Background to inquiry

1.9        Although a number of high profile agribusiness MIS failed in 2008, 2009 and 2010—Environinvest group, Timbercorp, Great Southern group, Willmott and Gunns—the consequences of their collapses are still reverberating. After years of uncertainty and financial loss, many small investors currently face the prospect of even further hardship. Not only have they lost their original investment but a number now find they are required to repay significant loans. Moreover, additional information is still coming to light about the promotion and selling of these products. Indeed, recent years have exposed an aspect that has not yet been fully investigated—the financing arrangements that allowed growers to invest in these schemes, with many unwittingly committing themselves way beyond their financial means.

1.10      Some farmers who leased their land to MIS are also suffering financial loss from failed MIS and seeking clarity on their legal position with regard to ownership rights over land and trees and liability for damage. The administration and liquidation of MIS has given rise to a number of difficulties again associated with ownership rights but also with conflicts of interest.

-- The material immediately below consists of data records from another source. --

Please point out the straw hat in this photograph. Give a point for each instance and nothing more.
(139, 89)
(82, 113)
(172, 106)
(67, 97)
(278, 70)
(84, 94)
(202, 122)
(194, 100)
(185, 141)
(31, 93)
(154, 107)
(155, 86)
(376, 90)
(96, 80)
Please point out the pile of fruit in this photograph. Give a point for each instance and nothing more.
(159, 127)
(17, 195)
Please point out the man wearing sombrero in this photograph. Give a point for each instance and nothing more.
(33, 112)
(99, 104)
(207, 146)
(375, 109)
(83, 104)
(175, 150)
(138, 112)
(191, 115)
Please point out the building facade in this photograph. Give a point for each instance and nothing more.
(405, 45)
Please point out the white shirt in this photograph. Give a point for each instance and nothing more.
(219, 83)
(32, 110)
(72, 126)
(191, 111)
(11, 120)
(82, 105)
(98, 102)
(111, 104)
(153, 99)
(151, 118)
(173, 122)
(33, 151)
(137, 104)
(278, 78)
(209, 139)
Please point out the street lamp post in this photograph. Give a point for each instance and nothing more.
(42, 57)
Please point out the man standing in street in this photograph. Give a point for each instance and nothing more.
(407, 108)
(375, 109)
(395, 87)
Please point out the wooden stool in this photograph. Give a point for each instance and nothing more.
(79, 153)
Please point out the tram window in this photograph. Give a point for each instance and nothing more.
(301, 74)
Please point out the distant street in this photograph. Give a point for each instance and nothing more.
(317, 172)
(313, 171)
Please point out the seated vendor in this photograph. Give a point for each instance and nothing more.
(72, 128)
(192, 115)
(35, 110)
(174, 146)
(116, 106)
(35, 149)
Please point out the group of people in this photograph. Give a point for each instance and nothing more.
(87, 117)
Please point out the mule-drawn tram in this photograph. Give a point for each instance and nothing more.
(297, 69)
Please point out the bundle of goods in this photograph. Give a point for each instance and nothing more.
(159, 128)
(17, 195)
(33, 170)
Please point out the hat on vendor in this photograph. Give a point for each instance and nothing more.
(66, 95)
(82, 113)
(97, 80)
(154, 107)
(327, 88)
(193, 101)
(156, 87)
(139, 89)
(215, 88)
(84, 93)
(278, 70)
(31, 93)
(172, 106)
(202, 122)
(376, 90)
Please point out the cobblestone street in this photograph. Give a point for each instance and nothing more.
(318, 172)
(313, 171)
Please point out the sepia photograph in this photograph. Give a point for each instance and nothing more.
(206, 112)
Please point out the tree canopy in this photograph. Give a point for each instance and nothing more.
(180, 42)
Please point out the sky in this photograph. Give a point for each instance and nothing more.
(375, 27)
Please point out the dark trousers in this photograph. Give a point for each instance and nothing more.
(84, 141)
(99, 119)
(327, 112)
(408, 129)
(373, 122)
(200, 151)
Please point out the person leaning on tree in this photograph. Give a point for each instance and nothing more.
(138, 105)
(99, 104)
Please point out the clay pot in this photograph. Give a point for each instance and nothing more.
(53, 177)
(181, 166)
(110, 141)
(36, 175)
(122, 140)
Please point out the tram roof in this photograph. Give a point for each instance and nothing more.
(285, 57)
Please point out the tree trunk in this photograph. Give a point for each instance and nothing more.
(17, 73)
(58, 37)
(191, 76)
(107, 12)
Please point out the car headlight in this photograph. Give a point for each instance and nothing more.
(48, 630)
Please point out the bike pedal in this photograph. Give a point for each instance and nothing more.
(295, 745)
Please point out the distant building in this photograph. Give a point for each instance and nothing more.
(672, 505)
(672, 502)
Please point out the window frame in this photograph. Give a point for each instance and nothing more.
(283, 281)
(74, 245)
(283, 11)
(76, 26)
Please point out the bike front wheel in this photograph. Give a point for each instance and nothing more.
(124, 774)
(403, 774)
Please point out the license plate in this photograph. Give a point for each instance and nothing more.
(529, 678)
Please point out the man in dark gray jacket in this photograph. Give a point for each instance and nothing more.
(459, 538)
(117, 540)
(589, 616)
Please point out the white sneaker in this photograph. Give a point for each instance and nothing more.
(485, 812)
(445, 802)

1.11      Since the collapses, significant reforms have been introduced that address some of the problems associated with the schemes, particularly the provision of poor financial advice. They include the Future of Financial Advice (FOFA) reforms, which have introduced robust measures to strengthen consumer protection, such as the banning of conflicted remuneration and obligations to act in the best interests of clients. Some of these major reforms have not yet fully come into effect, while others are still under active and further consideration. In this regard, the Australian Bankers' Association recently stated that the financial advice industry was in a state of transition:

The implementation of the Future of Financial Advice (FOFA) reforms, together with industry driven initiatives in relation to financial adviser education and competency have triggered a substantial and structural shift in the financial advice industry.[1]

1.12      During this inquiry, the government also responded to a major report on Australia's financial system indicating its intention to implement further reforms such as conferring a product intervention power on the Australian Securities and Investments Commission (ASIC).

1.13      At a time when reforms to improve consumer protection have been implemented and further changes are contemplated, the committee's inquiry is both timely and necessary. It provides an opportunity to critically evaluate current and proposed reforms and consider whether they would adequately and effectively address the failures in consumer protection exposed by the collapse of agribusiness MIS and the consequent harm to investors.

During the committee's public hearing on 12 November 2014, many investors who had sustained substantial losses due to failed agribusiness MIS, packed the Melbourne Town Hall to hear evidence and lend support to other investors similarly affected by the collapse of the schemes.


1.14      The majority of submissions to the inquiry came from individuals or groups of concerned investors or consumers who wanted to draw the committee's attention to their specific grievance. Often their accounts involved allegations of adviser misconduct that had resulted in significant personal financial loss and sometimes financial ruin.

1.15      The committee was not able to investigate every individual matter that was raised in submissions. Many submitters were hopeful that the committee could assist them to right perceived wrongs. Unfortunately, this was neither possible nor the committee's role. The committee, however, gave great weight to their accounts and experiences: this evidence helped inform deliberations and assisted the committee formulate recommendations.

Confidential material

1.16      The committee prefers to take evidence in public. With this inquiry, however, a number of submitters requested that the committee receive their submission in confidence or withhold publication of their names. In general, the committee respected their wishes. In some cases, and without the submitters' request, the committee itself resolved to receive submissions in camera or to withhold sections from publication. Such decisions were based on a variety of reasons including:

1.17      Where the committee drew on in camera evidence for its report, it was careful to ensure that such material was used to support information already publicly available or where it had sought verification from other sources.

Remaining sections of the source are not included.